Building stairs begins with a stair layout and design that is easy for people to climb. The optimum rise and run of tread has been formalized by organizations such as the occupational health and safety association (OSHA). These specifications are widely used both inside and outside of the USA. Even though the elevation change required may vary from job to job, the stair designer can choose from a variety of stair tread designs

OSHA stairs are most commonly used in industrial applications where there is frequent need to climb up to the level of different equipment to take measurements, or read instruments or operate equipment. OSHA specs are also of practical use in the construction of cement and concrete stairs as well as wood and log stair construction in order to make a properly functioning safe set of stairs.

Baseline moving load for industrial stairs is 1000 lbs (1910.24c0)and the minimum width is 22 inches. The actual rise and run required varies based on the difference in elevations and the number of stairs. The angle of the stairs however must always be between 30 and 50 degrees. Stairs within these angles are considered safe and comfortable to use.

Stair Treads and Stringers modeled in 3D

I have created a 3D model using commonly available stair treads and C channels for stair stringers. This model helps in building stairs through a design table which makes use of frequently used rise/run combinations for OSHA compliant stairs. The design table below shows stair tread rise and run between 30 and 50 degrees in 1/4" increments. The length of the stringer and the number of stairs is variable in order to accomodate the widest variety of elevation differences.

I also entered dimensions for the three commonly available tread width sizes from my local tread supplier. The model allows me to play with treads, stringers and different OSHA rise/run combinations to meet the desired change in elevations.

The metal stairs model also shows examples of mounting clips welded to the side of the stringer and bolted to the floor or other structures using structural grade bolts. The type of clips will vary based on the site conditions and company specifications.

In my stair building model I do not show nosings on the steel stair treads but OSHA requires checker plate nosings or at least a serrated grating bar marked with identifying paint. There should also be 7 feet of clearance above when going up and down the stairs. There cannot be any situations where you have to duck under an obstruction.
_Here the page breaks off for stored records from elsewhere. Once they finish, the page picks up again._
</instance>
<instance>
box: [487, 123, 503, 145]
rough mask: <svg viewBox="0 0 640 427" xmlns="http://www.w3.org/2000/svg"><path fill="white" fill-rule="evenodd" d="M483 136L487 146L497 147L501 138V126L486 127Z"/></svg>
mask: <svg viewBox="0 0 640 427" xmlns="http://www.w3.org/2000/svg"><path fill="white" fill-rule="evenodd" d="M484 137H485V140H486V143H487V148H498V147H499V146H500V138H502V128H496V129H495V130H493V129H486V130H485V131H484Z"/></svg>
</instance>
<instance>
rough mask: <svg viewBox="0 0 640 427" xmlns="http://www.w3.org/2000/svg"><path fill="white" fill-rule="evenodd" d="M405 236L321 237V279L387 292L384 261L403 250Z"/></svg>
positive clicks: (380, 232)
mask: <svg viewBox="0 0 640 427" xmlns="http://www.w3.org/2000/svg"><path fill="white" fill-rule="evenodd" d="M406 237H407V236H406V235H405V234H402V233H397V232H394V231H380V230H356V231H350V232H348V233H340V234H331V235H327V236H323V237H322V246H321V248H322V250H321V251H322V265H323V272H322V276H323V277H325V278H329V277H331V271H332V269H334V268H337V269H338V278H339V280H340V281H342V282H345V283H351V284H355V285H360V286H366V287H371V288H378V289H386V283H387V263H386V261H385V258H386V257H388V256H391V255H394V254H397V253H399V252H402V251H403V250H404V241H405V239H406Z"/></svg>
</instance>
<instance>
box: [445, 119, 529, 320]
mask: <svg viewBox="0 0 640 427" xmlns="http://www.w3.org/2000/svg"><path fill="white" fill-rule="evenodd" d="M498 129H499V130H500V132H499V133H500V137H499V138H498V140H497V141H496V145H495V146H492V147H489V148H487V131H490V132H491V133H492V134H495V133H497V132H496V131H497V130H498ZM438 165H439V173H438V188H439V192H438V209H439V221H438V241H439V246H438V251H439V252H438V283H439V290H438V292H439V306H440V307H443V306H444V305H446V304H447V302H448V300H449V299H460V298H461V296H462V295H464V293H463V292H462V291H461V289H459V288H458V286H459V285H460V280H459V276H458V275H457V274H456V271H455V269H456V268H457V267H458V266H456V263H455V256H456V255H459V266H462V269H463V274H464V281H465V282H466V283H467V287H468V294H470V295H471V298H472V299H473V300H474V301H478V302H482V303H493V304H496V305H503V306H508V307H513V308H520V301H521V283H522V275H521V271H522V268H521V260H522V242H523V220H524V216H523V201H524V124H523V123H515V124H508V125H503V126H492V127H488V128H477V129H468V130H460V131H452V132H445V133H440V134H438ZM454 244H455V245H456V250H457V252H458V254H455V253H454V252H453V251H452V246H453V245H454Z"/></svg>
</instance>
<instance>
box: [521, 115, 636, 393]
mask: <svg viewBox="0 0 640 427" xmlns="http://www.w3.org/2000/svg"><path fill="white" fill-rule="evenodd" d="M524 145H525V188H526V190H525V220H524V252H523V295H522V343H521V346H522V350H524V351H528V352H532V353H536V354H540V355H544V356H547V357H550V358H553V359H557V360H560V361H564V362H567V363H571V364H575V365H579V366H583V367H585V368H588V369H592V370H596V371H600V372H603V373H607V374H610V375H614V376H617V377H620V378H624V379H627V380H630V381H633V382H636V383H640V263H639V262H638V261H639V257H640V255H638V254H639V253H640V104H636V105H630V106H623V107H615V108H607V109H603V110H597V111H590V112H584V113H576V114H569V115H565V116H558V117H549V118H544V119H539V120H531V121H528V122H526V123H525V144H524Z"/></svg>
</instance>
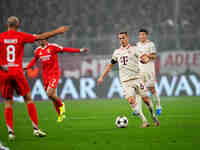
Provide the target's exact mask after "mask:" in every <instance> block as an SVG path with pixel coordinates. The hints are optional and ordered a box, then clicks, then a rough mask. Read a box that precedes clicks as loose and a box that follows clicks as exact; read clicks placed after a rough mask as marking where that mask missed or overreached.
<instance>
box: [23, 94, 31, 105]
mask: <svg viewBox="0 0 200 150" xmlns="http://www.w3.org/2000/svg"><path fill="white" fill-rule="evenodd" d="M24 101H25V102H26V103H28V102H31V101H32V98H31V94H30V93H28V94H26V95H25V96H24Z"/></svg>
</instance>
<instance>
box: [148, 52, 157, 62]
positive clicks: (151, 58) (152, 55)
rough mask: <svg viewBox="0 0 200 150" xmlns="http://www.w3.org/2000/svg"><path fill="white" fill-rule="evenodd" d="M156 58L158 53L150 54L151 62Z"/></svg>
mask: <svg viewBox="0 0 200 150" xmlns="http://www.w3.org/2000/svg"><path fill="white" fill-rule="evenodd" d="M156 57H157V55H156V53H150V54H149V59H150V60H155V59H156Z"/></svg>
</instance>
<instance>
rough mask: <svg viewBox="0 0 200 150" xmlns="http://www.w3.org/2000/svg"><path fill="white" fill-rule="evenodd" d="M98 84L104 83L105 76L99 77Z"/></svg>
mask: <svg viewBox="0 0 200 150" xmlns="http://www.w3.org/2000/svg"><path fill="white" fill-rule="evenodd" d="M97 83H98V85H101V84H102V83H103V78H102V77H99V79H98V80H97Z"/></svg>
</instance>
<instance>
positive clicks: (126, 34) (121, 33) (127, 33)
mask: <svg viewBox="0 0 200 150" xmlns="http://www.w3.org/2000/svg"><path fill="white" fill-rule="evenodd" d="M119 34H126V35H128V32H120V33H119Z"/></svg>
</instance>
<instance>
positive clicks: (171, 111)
mask: <svg viewBox="0 0 200 150" xmlns="http://www.w3.org/2000/svg"><path fill="white" fill-rule="evenodd" d="M161 100H162V106H163V114H162V116H161V117H160V122H161V126H160V127H158V128H155V127H153V126H152V127H150V128H145V129H142V128H140V125H141V122H140V120H139V118H136V117H134V116H132V114H131V113H132V111H131V108H130V107H129V105H128V103H127V102H126V101H125V100H119V99H114V100H82V101H65V104H66V108H67V118H66V120H64V122H62V123H57V122H56V119H57V115H56V112H55V110H54V109H53V105H52V103H51V102H50V101H45V102H36V106H37V109H38V116H39V124H40V128H41V129H43V130H44V131H46V132H47V133H48V136H47V137H45V138H38V137H33V136H32V126H31V122H30V120H29V118H28V115H27V111H26V107H25V104H22V103H15V104H14V125H15V131H16V140H15V141H13V142H11V141H8V139H7V128H6V126H5V121H4V117H3V111H4V105H3V104H0V116H1V117H0V118H1V119H0V141H1V142H3V144H4V145H6V146H8V147H9V148H10V149H11V150H45V149H46V150H55V149H57V150H58V149H59V150H60V149H63V150H128V149H136V150H150V149H152V150H161V149H162V150H178V149H181V150H188V149H199V147H200V99H199V97H162V98H161ZM143 108H145V114H146V115H148V116H149V114H148V112H147V108H146V107H143ZM118 115H126V116H127V117H128V119H129V126H128V128H123V129H118V128H116V127H115V124H114V122H115V119H116V117H117V116H118ZM148 118H149V117H148ZM149 119H150V118H149Z"/></svg>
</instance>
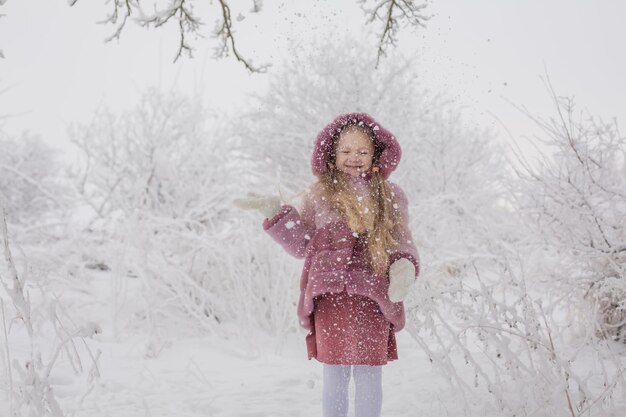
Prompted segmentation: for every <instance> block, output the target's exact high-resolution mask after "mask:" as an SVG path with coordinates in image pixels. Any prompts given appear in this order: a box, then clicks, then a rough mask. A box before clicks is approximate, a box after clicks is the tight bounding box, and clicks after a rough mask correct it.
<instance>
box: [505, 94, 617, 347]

There should be at least one railing or handrail even if the stairs are closed on both sides by walls or structure. Railings must be used on all open sides of a stairway. Railings have to between 30 and 34 inches above the surface of each tread and constructed of material at least as strong as 2" x 2" x 3/8" L. A secondary railing must be placed half way between the top of the railing and the tread. On flet platforms the railing height rises to 42 inches.